You can set xTicksToWait to 0 to return immediately if the queue is empty as mentioned here.
@aggarg, I have had several cases where I have a task that takes “commands” in a queue, and at times that task needs to queue up other operations for it to perform when it finishes what it is doing right at the moment. Rather than create a new internal method of remembering that need, it will just post that operation to its queue.
It can also make sense to use if you need a quick to design implementation of a small stack or fifo, since the code is already written, you are just paying a bit of overhead for the things you aren’t using. For that case, you likely always use a 0 wait time.
Hi all,
I am filling the queue from outside the task also, inside the task also I am sending some events to the queue. So inside the queue xQueueSend(); wait time I need to give 0 right?

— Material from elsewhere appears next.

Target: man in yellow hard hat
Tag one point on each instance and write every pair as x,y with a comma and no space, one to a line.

Hi @aggarg , @moninom1 , @richard-damon ,
Thanks for your reply. As @aggarg told I will check the the return value.
One more thing, If I am filling events like below.
void PostEvent(Event_t eventToQueue, TickType_t waitTime)
{
xQueueSend(EventQueueHandle,&eventToQueue,waitTime);
}
Here I am passing eventToQueue local variable address, if I am giving larger wait time will the xQueueSend returns suddenly. at the time &eventToQueue will not be valid right?

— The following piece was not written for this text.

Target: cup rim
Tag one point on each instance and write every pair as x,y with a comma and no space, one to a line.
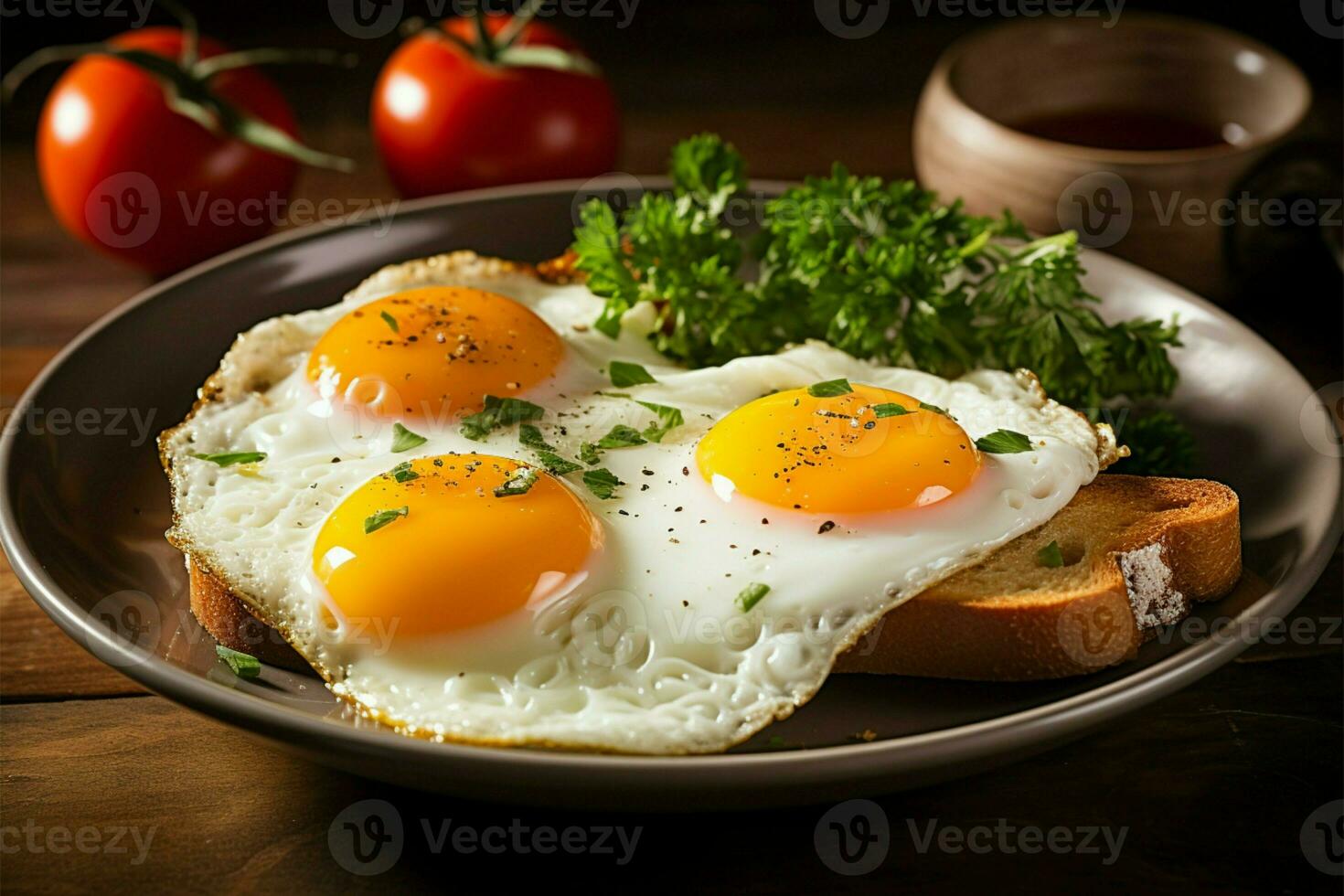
941,78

A call to xQueueSend doesn’t just save the address passed to it, but copies the contents of that memory, for the size specified in the create call, so that data doesn’t need to stay valid in its original location past the call to xQueueSend.
The call to xQueueSend will not return until the send succeeds, and the data is copied, or till it times out waiting for space to do the operation, and then returns an error code (which you should be checking for). It will not just return and then later copy the data.